It all began as most things do with a confluence of forces., and as is typical of these things, it is hard to pinpoint when the forces began to gather.
I have this friend….
She is a Pedro Pan like me, orphaned of home and country by the Castro government. Like myself she found herself on an airplane headed for the States with a day’s notice. I came alone. She came with her little brother. We were both taken to the same camp when we came to the U. S. but by the time she arrived there I had moved on to a boarding school in California. Her name is Yolanda, the same as my birth name. In Cuba when you share a first name with someone it is said you are “tocayas”. We met on the Miami Herald Pedro Pan site, created for Pedro Pan children to locate one another. A few years ago she welcomed me to the site. We got to know one another and found out as time went on that our families knew each other in Gainesville FL and we had heard of one another from our families decades before we met. I call her my Tocaya del Alma, the tocaya of my soul. Our families are linked by friendship now and I love her deeply.
When Yoli heard that I was to have open- heart surgery that coincided with her trip to greet her granddaughter’s entrance into this world, she immediately volunteered to come and help out during the first days of my recovery. Little Thalia arrived and with her a joy that filled Yoli’s heart to the brim! When it was time for my surgery Yoli came as promised but my surgery had to be postponed because I became ill the night before. After a few quiet days with us catching up and enjoying each other’s company, she returned to Seattle to be with her daughter and baby Thalia and made plans to come back in a couple of weeks at which time we hoped my surgery would be rescheduled. As things turned out, she landed in Medford as another confluence of forces gathered, this time in her hometown of Columbia, South Carolina.
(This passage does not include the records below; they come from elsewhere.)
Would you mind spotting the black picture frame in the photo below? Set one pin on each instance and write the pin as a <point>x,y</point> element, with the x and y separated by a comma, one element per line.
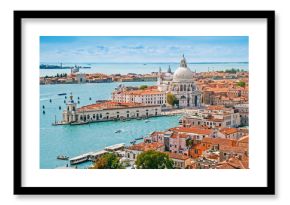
<point>268,190</point>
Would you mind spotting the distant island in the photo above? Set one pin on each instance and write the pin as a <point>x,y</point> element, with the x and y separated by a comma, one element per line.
<point>46,66</point>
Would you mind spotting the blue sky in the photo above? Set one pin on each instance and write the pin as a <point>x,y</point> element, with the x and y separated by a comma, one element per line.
<point>123,49</point>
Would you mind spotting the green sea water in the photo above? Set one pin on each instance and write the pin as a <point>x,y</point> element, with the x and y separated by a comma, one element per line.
<point>75,140</point>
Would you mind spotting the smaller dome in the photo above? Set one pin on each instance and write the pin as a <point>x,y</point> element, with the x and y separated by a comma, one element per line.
<point>183,73</point>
It began when a storm reversed direction along the Atlantic Seaboard. Then a strengthening non tropical storm in the South, a strong area of high pressure in Canada and converging tropical moisture from Hurricane Joaquin near the Equator joined forces, and Richland County, South Carolina received between sixteen and twenty one inches of rain from Friday October 2 to Sunday morning October 4. It is the heaviest rainfall in recorded history in South Carolina. The chances of it happening calculated as once in a thousand years. No one was ready for it. As we dealt with the postponement of my surgery once again, Yoli watched her beloved Columbia drowning from far away.
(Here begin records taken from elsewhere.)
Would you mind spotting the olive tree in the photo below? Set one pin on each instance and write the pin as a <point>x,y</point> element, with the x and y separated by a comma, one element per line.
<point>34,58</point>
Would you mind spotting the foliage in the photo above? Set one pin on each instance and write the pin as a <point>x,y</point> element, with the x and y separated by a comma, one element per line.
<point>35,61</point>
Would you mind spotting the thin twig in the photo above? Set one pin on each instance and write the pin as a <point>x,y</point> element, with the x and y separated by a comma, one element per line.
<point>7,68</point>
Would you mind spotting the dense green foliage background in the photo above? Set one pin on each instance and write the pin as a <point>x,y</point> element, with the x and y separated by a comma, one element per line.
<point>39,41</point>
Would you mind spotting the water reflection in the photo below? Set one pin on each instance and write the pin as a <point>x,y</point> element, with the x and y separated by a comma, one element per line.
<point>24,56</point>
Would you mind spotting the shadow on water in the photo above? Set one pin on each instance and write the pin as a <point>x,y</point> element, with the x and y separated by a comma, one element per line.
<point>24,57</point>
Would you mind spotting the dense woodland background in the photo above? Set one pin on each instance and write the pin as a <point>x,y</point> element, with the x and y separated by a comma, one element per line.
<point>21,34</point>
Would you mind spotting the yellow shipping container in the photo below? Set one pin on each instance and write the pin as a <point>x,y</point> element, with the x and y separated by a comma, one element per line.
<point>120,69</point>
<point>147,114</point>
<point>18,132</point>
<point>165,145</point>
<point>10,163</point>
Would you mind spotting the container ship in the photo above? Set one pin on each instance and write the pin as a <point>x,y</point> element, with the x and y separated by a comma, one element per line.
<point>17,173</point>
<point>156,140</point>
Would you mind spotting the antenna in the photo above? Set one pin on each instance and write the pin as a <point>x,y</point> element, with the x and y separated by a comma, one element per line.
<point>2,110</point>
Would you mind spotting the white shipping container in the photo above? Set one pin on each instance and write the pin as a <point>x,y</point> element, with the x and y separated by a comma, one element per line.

Fortunately Yoli’s husband Tony was home and reported their home was safe. But all of us know that Yoli will be going home soon to a place that will be far different from the one she left. In her generous spirit she came here to be with us. Circumstances have made it possible for us to be present to her as she grieves the loss to her city, the losses that her friends have experienced, and the helplessness that invades us all in the face of personal and collective disasters.
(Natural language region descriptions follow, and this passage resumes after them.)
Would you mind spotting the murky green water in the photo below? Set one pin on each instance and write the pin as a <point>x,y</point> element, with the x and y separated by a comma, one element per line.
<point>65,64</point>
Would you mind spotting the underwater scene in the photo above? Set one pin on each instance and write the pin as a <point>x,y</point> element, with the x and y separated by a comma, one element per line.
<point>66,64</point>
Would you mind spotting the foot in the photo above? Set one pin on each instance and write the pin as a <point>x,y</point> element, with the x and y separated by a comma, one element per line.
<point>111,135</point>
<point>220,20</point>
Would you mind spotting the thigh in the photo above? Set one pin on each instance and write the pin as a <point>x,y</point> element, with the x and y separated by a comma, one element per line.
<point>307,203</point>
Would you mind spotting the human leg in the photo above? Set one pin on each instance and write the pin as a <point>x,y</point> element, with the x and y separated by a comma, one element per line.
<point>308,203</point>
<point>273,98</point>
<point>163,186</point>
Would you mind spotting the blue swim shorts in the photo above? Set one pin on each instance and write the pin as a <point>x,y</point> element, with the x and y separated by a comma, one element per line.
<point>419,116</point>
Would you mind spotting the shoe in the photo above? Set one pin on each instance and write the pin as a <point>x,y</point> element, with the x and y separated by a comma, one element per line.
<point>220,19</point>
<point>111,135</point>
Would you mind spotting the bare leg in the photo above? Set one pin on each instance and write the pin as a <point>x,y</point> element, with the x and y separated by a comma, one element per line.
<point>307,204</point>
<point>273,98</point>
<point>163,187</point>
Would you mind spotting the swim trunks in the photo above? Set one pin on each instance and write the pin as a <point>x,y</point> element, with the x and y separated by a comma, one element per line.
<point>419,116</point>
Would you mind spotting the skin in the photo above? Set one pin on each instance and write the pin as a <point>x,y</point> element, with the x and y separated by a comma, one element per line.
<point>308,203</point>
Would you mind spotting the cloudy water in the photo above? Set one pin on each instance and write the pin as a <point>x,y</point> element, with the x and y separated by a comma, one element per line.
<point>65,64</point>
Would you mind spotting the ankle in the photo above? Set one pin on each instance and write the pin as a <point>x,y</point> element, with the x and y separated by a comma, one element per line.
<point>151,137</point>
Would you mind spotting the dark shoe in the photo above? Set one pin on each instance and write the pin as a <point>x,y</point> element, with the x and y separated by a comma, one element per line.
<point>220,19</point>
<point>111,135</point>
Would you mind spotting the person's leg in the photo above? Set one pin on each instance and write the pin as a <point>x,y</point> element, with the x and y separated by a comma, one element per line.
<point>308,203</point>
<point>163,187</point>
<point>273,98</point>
I was moved to write this blog tonight because of a quote I read on Yoli’s Facebook page by Shell Suber, Columbia SC Political Director to Senator Lindsey Graham:
“My family spent most of the day on nearby Burwell Lane and Rickenbacker Road helping neighbors in Cross Hill. It’s numbing. Things that were possessions five days ago are debris today. The blazer with the brass buttons someone’s dad had as long as they can remember. The sofa from grandma’s. The photo album. The daughter’s wedding dress. Someone’s diploma. Someone’s yearbook. The new stove. The old Buick. A lawnmower. Lamps and chairs and rugs and tables and beds. Wet and ruined things in pile after pile-some as big as a school bus- grow along the street. Volunteers young and old covered in foul mud going from house to house dragging someone else’s life into the yard, into the grass, into the sunlight. Every corner is a makeshift restaurant where donated food and water are dispensed. Each person’s face reveals the unexpected gift of renewed perspective. You wish a day like this would never come. You wish every day was like this. “
And so it is. We live our lives as if we were indestructible. We forget that nothing material we own is permanent and sometimes it is the material things that own us. We work umpteen hours a day to keep our houses, our cars, our little luxuries. And once in a while we are shaken to our foundation by an unexpected challenge, an unexpected disaster. And it is at those times, when everything seems lost that love finds us in the kindness of a friend who travels to be with us, in the face of a volunteer that feeds us, in the strength of a community that supports us, and hopefully we reassess our values and vow to be conscious of every blessing in our life and invest more time loving one another than things that don’t exist once we close our eyes.
Thank you Shell Suber, for allowing me to share your post and letting us see ourselves at our best through your eyes. And thank you Yoli, my Tocaya del Alma, for your generosity and willingness to support me when I need it and for sharing the joy and the drama of our existence.
Yoli and Thalia. Welcome little one!
Thank you, dear Adrienne, for the beautiful post. Made we question what is really important
Oh Margie you are welcome. Thank you for visiting. So easy to get caught up in it all…
Thank you Adrianne for such beautifully written piece of daily drama, for the friendship and love involved.
I am so glad you were there for each other to make these times more passable, love makes everything possible.
Hope you two are better for it. May God light your ways.
Thank you Carmen! May God bless you.